I stopped at mile 8 for a stretch and to head off a looming stitch but clearly I SHOULDN'T HAVE!!  This is the evil voice in the head's last chuck of the dice when you're still some way from home and it has a chance.  I lost a total of 1'30" in pauses there and with a subsequent one.  I will do better to resist next time.  It's an improvement on Maidenhead at least.

The penultimate mile twists through the city centre where quite a lot of spectators have gathered - it's a nice flat paved surface to run on and you can't stop in front of that lot.  Then there's a final sting in the tail as the last mile pays back the descent of the first and it's a fair old drag back up to the park. 

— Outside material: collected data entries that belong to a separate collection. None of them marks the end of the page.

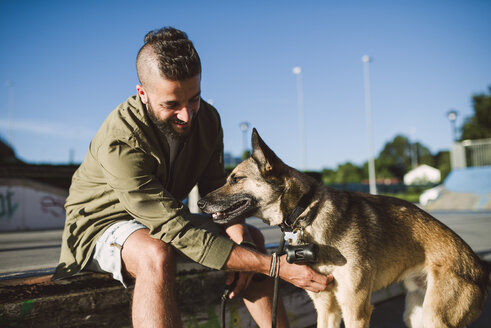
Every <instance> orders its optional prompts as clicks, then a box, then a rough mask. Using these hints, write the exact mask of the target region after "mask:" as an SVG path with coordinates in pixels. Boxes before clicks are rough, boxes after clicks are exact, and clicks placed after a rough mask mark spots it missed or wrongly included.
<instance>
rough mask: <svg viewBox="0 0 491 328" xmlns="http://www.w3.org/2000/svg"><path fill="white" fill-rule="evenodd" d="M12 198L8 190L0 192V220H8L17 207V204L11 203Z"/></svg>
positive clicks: (9, 190)
mask: <svg viewBox="0 0 491 328" xmlns="http://www.w3.org/2000/svg"><path fill="white" fill-rule="evenodd" d="M13 196H14V193H13V192H12V191H10V190H5V191H0V220H5V219H6V220H10V219H11V218H12V217H13V215H14V214H15V211H16V210H17V208H18V207H19V203H17V202H15V201H13V199H12V197H13Z"/></svg>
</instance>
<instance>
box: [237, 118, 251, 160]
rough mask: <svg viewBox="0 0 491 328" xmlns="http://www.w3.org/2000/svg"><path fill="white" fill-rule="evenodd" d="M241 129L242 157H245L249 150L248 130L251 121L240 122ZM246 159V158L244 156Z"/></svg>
mask: <svg viewBox="0 0 491 328" xmlns="http://www.w3.org/2000/svg"><path fill="white" fill-rule="evenodd" d="M239 126H240V130H241V131H242V149H243V153H242V157H245V153H246V151H247V131H249V126H250V124H249V122H242V123H240V124H239ZM244 159H245V158H244Z"/></svg>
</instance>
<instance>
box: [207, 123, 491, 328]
mask: <svg viewBox="0 0 491 328" xmlns="http://www.w3.org/2000/svg"><path fill="white" fill-rule="evenodd" d="M252 146H253V152H252V156H251V157H250V158H249V159H247V160H245V161H243V162H242V163H241V164H239V165H238V166H237V167H236V168H235V169H234V170H233V171H232V173H231V174H230V176H229V177H228V179H227V183H226V184H225V185H224V186H223V187H221V188H219V189H217V190H215V191H213V192H211V193H210V194H208V195H207V196H206V197H204V198H203V199H202V200H201V201H200V202H199V205H200V207H201V208H202V209H203V211H204V212H207V213H212V216H213V218H214V220H215V222H216V223H219V224H226V223H229V222H232V221H234V220H237V219H241V218H244V217H247V216H257V217H259V218H261V219H262V220H263V221H264V222H266V223H267V224H269V225H281V224H283V220H284V218H286V217H288V216H290V214H291V212H292V211H293V210H294V209H295V208H297V207H298V203H299V202H301V199H305V195H308V194H310V195H311V197H309V198H310V199H309V203H308V205H307V206H305V210H304V211H303V212H302V213H301V214H300V213H299V214H300V215H299V216H298V219H297V220H296V221H295V222H293V223H291V225H292V226H293V229H294V230H297V231H298V230H303V241H304V242H307V243H314V244H316V245H318V247H319V254H318V262H317V263H315V264H313V265H312V267H313V268H315V270H317V271H318V272H321V273H324V274H328V273H332V274H333V275H334V278H335V285H334V287H333V288H332V289H330V290H329V291H325V292H320V293H317V294H316V293H311V292H309V295H310V297H311V298H312V300H313V302H314V305H315V308H316V310H317V314H318V320H317V323H318V327H339V325H340V322H341V318H342V319H343V321H344V323H345V326H346V327H348V328H352V327H368V326H369V321H370V315H371V312H372V305H371V304H370V295H371V294H372V292H374V291H376V290H378V289H380V288H383V287H385V286H388V285H389V284H391V283H394V282H397V281H403V282H404V285H405V287H406V288H407V291H408V292H407V296H406V309H405V313H404V321H405V322H406V324H407V325H408V326H409V327H413V328H415V327H426V328H429V327H433V328H435V327H453V328H455V327H464V326H465V325H466V324H468V323H470V322H471V321H473V320H475V319H476V318H477V317H479V315H480V314H481V311H482V306H483V303H484V301H485V299H486V297H487V292H488V291H487V289H488V288H489V285H490V265H489V264H488V263H487V262H484V261H482V260H481V259H480V258H479V257H478V256H477V255H476V254H475V253H474V252H473V251H472V250H471V248H470V247H469V246H468V245H467V244H466V243H465V242H464V241H463V240H462V239H461V238H460V237H459V236H457V235H456V234H455V233H454V232H453V231H452V230H450V229H449V228H448V227H447V226H445V225H444V224H442V223H441V222H439V221H438V220H436V219H435V218H434V217H432V216H431V215H429V214H428V213H426V212H424V211H423V210H421V209H420V208H418V207H417V206H415V205H413V204H411V203H408V202H406V201H403V200H399V199H396V198H392V197H384V196H373V195H369V194H364V193H356V192H346V191H338V190H334V189H332V188H328V187H325V186H322V185H321V184H320V183H318V182H316V181H315V180H314V179H312V178H311V177H309V176H307V175H305V174H303V173H301V172H299V171H297V170H295V169H293V168H291V167H289V166H287V165H285V164H284V163H283V162H282V161H281V160H280V159H279V158H278V157H277V156H276V155H275V154H274V153H273V151H271V149H269V148H268V146H267V145H266V144H265V143H264V142H263V140H262V139H261V138H260V137H259V135H258V133H257V131H256V130H255V129H254V131H253V134H252Z"/></svg>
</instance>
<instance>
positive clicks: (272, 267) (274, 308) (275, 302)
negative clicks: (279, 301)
mask: <svg viewBox="0 0 491 328" xmlns="http://www.w3.org/2000/svg"><path fill="white" fill-rule="evenodd" d="M284 248H285V231H284V230H283V229H281V240H280V245H279V246H278V249H276V252H274V253H273V263H271V271H272V272H273V275H274V287H273V308H272V319H271V327H272V328H276V319H277V316H278V287H279V283H280V264H279V262H280V259H279V256H281V255H283V252H284ZM276 260H277V261H276ZM276 266H277V267H278V269H276ZM269 275H270V276H271V272H270V274H269Z"/></svg>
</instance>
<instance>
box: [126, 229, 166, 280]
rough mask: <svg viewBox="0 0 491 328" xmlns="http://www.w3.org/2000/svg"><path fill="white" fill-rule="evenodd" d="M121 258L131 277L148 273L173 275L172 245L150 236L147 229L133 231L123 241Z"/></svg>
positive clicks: (149, 273) (156, 275) (163, 277)
mask: <svg viewBox="0 0 491 328" xmlns="http://www.w3.org/2000/svg"><path fill="white" fill-rule="evenodd" d="M122 258H123V262H124V265H125V268H126V271H128V273H130V275H132V276H133V277H137V276H138V275H139V274H149V275H152V276H154V277H161V278H165V277H164V275H172V276H173V275H174V272H175V266H176V256H175V251H174V248H173V247H172V246H170V245H169V244H166V243H164V242H163V241H161V240H159V239H155V238H152V237H150V235H149V234H148V230H146V229H144V230H139V231H135V232H134V233H133V234H132V235H131V236H130V237H129V238H128V239H127V240H126V242H125V243H124V245H123V250H122Z"/></svg>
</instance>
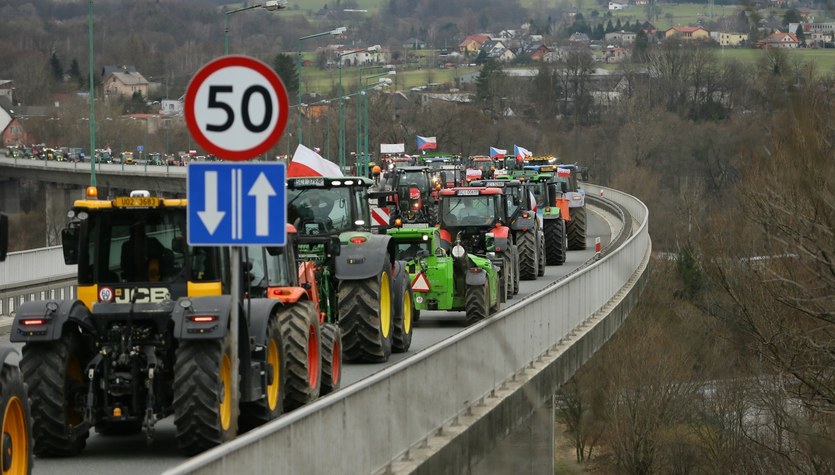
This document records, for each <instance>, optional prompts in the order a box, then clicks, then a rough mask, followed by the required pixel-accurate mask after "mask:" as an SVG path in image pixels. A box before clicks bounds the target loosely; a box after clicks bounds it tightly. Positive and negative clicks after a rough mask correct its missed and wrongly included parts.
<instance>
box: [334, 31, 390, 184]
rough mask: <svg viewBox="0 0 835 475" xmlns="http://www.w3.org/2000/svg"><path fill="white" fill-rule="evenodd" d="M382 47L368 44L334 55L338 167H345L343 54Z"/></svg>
mask: <svg viewBox="0 0 835 475" xmlns="http://www.w3.org/2000/svg"><path fill="white" fill-rule="evenodd" d="M381 49H382V48H381V47H380V45H374V46H369V47H368V48H365V49H360V50H352V51H346V52H344V53H339V54H337V55H336V62H337V66H338V68H339V88H338V95H339V116H338V117H339V167H340V168H343V167H345V132H344V131H345V112H344V110H343V108H342V101H343V97H344V95H345V92H344V91H343V89H342V58H343V57H344V56H348V55H350V54H356V53H360V52H369V53H370V52H376V51H380V50H381Z"/></svg>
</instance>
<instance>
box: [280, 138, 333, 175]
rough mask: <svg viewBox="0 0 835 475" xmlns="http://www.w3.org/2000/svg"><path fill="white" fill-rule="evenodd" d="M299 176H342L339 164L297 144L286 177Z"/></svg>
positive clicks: (311, 150) (301, 145)
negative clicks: (327, 159)
mask: <svg viewBox="0 0 835 475" xmlns="http://www.w3.org/2000/svg"><path fill="white" fill-rule="evenodd" d="M300 176H343V175H342V170H340V169H339V165H337V164H335V163H333V162H331V161H330V160H327V159H325V158H324V157H322V156H321V155H319V154H318V153H316V152H314V151H313V150H310V149H309V148H307V147H305V146H304V145H301V144H299V146H298V147H297V148H296V153H294V154H293V159H292V160H290V166H289V167H287V178H294V177H300Z"/></svg>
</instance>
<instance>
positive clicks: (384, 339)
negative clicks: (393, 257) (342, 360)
mask: <svg viewBox="0 0 835 475" xmlns="http://www.w3.org/2000/svg"><path fill="white" fill-rule="evenodd" d="M384 262H388V259H386V260H385V261H384ZM391 296H392V287H391V276H390V274H389V269H388V268H386V269H385V270H381V271H380V273H379V274H378V275H377V276H376V277H371V278H369V279H362V280H341V281H339V328H340V329H341V330H342V345H343V346H342V354H343V355H344V357H345V360H346V361H357V362H373V363H378V362H384V361H388V358H389V356H390V355H391V343H392V334H393V333H394V332H393V331H392V326H393V325H392V298H391Z"/></svg>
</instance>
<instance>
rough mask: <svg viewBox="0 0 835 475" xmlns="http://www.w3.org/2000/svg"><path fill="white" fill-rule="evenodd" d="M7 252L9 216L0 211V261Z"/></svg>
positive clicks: (4, 255) (5, 258)
mask: <svg viewBox="0 0 835 475" xmlns="http://www.w3.org/2000/svg"><path fill="white" fill-rule="evenodd" d="M8 252H9V217H8V216H6V215H5V214H3V213H0V262H3V261H5V260H6V254H7V253H8Z"/></svg>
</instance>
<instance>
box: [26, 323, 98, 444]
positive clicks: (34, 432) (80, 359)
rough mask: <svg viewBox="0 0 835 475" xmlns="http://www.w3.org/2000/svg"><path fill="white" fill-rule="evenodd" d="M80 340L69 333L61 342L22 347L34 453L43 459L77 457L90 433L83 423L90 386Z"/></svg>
mask: <svg viewBox="0 0 835 475" xmlns="http://www.w3.org/2000/svg"><path fill="white" fill-rule="evenodd" d="M82 354H83V352H82V344H81V340H80V337H79V336H78V335H76V334H74V333H68V334H65V335H64V336H62V337H61V339H60V340H56V341H51V342H48V343H29V344H27V345H26V346H24V347H23V358H22V359H21V360H20V368H21V370H22V371H23V380H24V381H26V384H27V385H28V387H29V388H28V389H29V391H28V392H29V400H30V402H31V404H32V406H31V412H32V434H33V435H34V445H33V452H34V453H35V455H38V456H41V457H66V456H71V455H77V454H78V453H79V452H81V451H82V450H83V449H84V446H85V445H86V444H87V437H88V436H89V435H90V431H89V430H88V429H87V427H86V424H85V422H84V405H83V401H84V396H85V395H86V394H87V385H86V384H85V382H84V379H85V378H84V374H83V368H84V364H85V362H86V358H84V357H83V356H82Z"/></svg>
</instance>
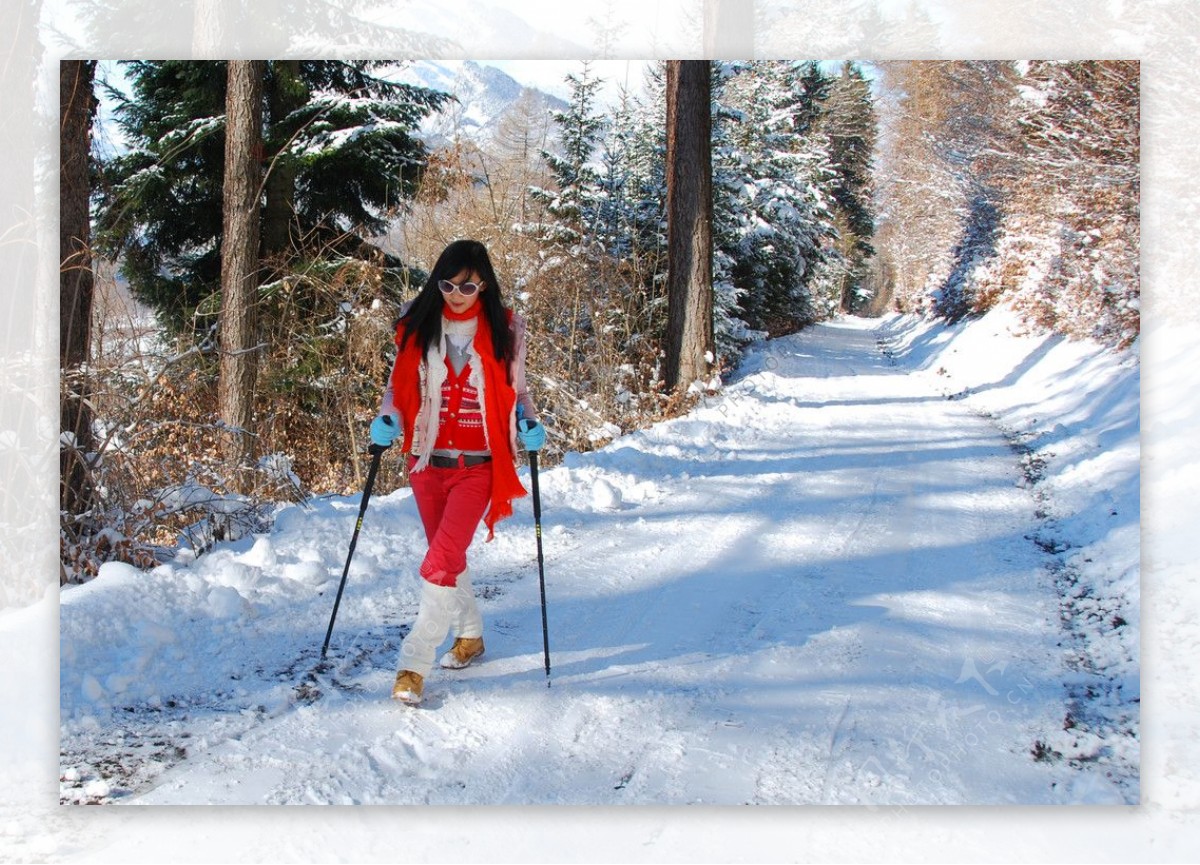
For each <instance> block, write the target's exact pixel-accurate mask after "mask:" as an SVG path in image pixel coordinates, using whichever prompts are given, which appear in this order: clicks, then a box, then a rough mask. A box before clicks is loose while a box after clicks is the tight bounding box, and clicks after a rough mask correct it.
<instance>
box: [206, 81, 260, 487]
mask: <svg viewBox="0 0 1200 865" xmlns="http://www.w3.org/2000/svg"><path fill="white" fill-rule="evenodd" d="M226 118H227V121H226V176H224V199H223V205H222V206H223V211H224V216H223V223H222V226H223V228H222V234H223V240H222V247H221V323H220V326H221V372H220V379H218V382H217V401H218V407H220V413H221V420H222V421H223V422H224V424H226V426H227V427H229V428H230V433H232V434H229V435H227V438H226V443H227V445H226V458H227V459H228V461H229V463H230V464H232V465H233V467H239V468H240V467H242V465H244V464H245V463H246V462H247V458H248V457H250V456H252V452H253V447H252V445H251V441H252V419H253V408H254V406H253V402H254V383H256V378H257V376H258V356H257V352H258V348H257V342H258V334H257V330H258V328H257V316H256V304H257V289H258V233H259V220H260V214H259V198H260V196H262V191H263V188H262V180H263V178H262V150H263V130H262V127H263V61H260V60H230V61H229V74H228V90H227V92H226ZM238 474H240V473H238V471H235V473H234V475H235V476H236V475H238ZM235 483H239V485H240V481H235Z"/></svg>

I finished in 1:20:00 and since have been trying to decide how to take that.  It's very slow in bald number terms.  If I factor in the pauses, the wind, going (minorly) off piste 3 times (one or two of the marshalls - who are of course all brilliant for turning up!! - weren't very proactive in pointing the way), and the twisty nature of the second half then it's not too bad.  I'd have liked to have seen 1:17.

I finished 9th overall and 3rd in age group - the overall winner was something like 8 minutes clear of 2nd!

I'd come back and run this again - I quite enjoyed it as it goes and the organisation was good.  Good value overall I thought - there's one of those printout gadgets that gives you your stats there and then, a T, decent medal, water, banana and other snacks in the finish funnel.

It's certainly hard coming back to race halves on the road after so much ultra-running on the trails.  They both hurt but completely differently.  It's a shock to the system to have to bash out miles at a strong tempo and I'd forgotten what that feels like. 

Next up is the Seagrave Wolds Challenge - a 16 mile trail race - followed by the Brighton 10k, an even more lung-busting vom fest 2 weeks before I fly out to Florence.